Everyone trooped inside. The double doors opened into a wide corridor that passed a short row of offices on either side and led into a large hall. The hall had been recently renovated, but even new roof rafters, some bright wall hangings, and a thorough scrubbing could not completely remove the scorch marks of an old fire or camouflage the smell of fire-heated stone. A long table sat in the middle of the room near a huge fireplace that was empty and cold. Daylight gleamed through long, slender windows on the north side of the hall.

The four diggers of the burial party were by the table. One sat on a high-backed chair, one lay on his back on the floor, and two stood by a wrapped bundle, the length and width of a human, laying at one end of the long table.

“I sent for the rest of the council,” Mayor Efrim told them. “They should be here any moment.”

Lucy and Ulin spared only a glance for the corpse as they hurried to the wounded men. The man in the chair, an old Khur by his swarthy skin and black hair, held his hand clamped over his face. His teeth were clenched shut and sweat stood out on his skin. His other hand gripped the armrest of his chair with a strength that could have torn the chair to pieces if he’d tried. A long, bloody gash stretched from his wrist to his elbow and went through the muscle almost to the bone. Beside him stood Notwen.

Notwen held a steel needle and a long trailing length of thread in one hand, and with the other ran his finger along a line of text in a huge tome that lay open on the table beside him. He read a few lines, nodded, and stabbed the needle into the man’s arm. Despite the man’s clenched teeth, a whimper of pain escaped him.

Ulin stared at the gnome, aghast. He had been forced to learn rudimentary healing techniques on his journeys, but he had never seen anyone try to stitch a gash with three feet of thread and no notion about what they were doing. He jumped forward and snatched the gnome’s hand from the needle. “What in the name of Mishakal do you think you’re doing?” he shouted.

The Khur started like a wild horse. His eyes flew open and he stared pleadingly at the mayor.

Notwen gazed up at Ulin through a pair of large spectacles perched on his wide nose. His blue eyes were intent and filled with concern. “Oh, are you a healer? Could you help? I am trying to learn the basic skills of first aid, and no one around here is willing to show me.
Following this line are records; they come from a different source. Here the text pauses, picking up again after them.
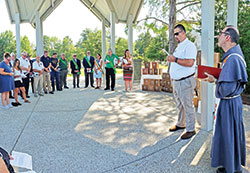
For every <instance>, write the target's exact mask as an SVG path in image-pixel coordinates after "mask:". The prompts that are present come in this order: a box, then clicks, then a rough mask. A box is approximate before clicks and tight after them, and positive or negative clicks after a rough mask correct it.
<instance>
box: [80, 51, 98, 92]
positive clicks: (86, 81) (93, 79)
mask: <svg viewBox="0 0 250 173" xmlns="http://www.w3.org/2000/svg"><path fill="white" fill-rule="evenodd" d="M82 64H83V67H84V73H85V88H87V87H88V86H89V78H90V85H91V87H93V88H94V76H93V68H94V65H95V58H94V57H93V56H90V51H87V56H85V57H84V58H83V60H82Z"/></svg>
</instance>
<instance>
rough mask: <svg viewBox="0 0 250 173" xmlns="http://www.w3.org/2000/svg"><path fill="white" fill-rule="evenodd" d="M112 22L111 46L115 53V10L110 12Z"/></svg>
mask: <svg viewBox="0 0 250 173" xmlns="http://www.w3.org/2000/svg"><path fill="white" fill-rule="evenodd" d="M110 23H111V26H110V29H111V38H110V47H111V49H112V51H113V53H115V13H114V12H110Z"/></svg>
I have this book I found in my library, but it’s so much easier to learn through hands-on experience, don’t you think?”

“Unless you happen to be the patient,” Ulin pointed out.

The Khur nodded his agreement.

The gnome stroked his beard. “True. I guess it’s fortunate that one was passed out.”

Ulin and Lucy took a close look at the unconscious man on the floor. His pant’s leg had been cut away to expose a laceration on his upper thigh, probably caused by a slash from a sword. The wound hadn’t been bandaged yet, and in its present condition, Ulin doubted it could be. The gnome had stitched it closed, and while his unpracticed stitches were close enough together, he had tied them off in a tangled weave of knots and ornate bows the likes of which Ulin had never seen.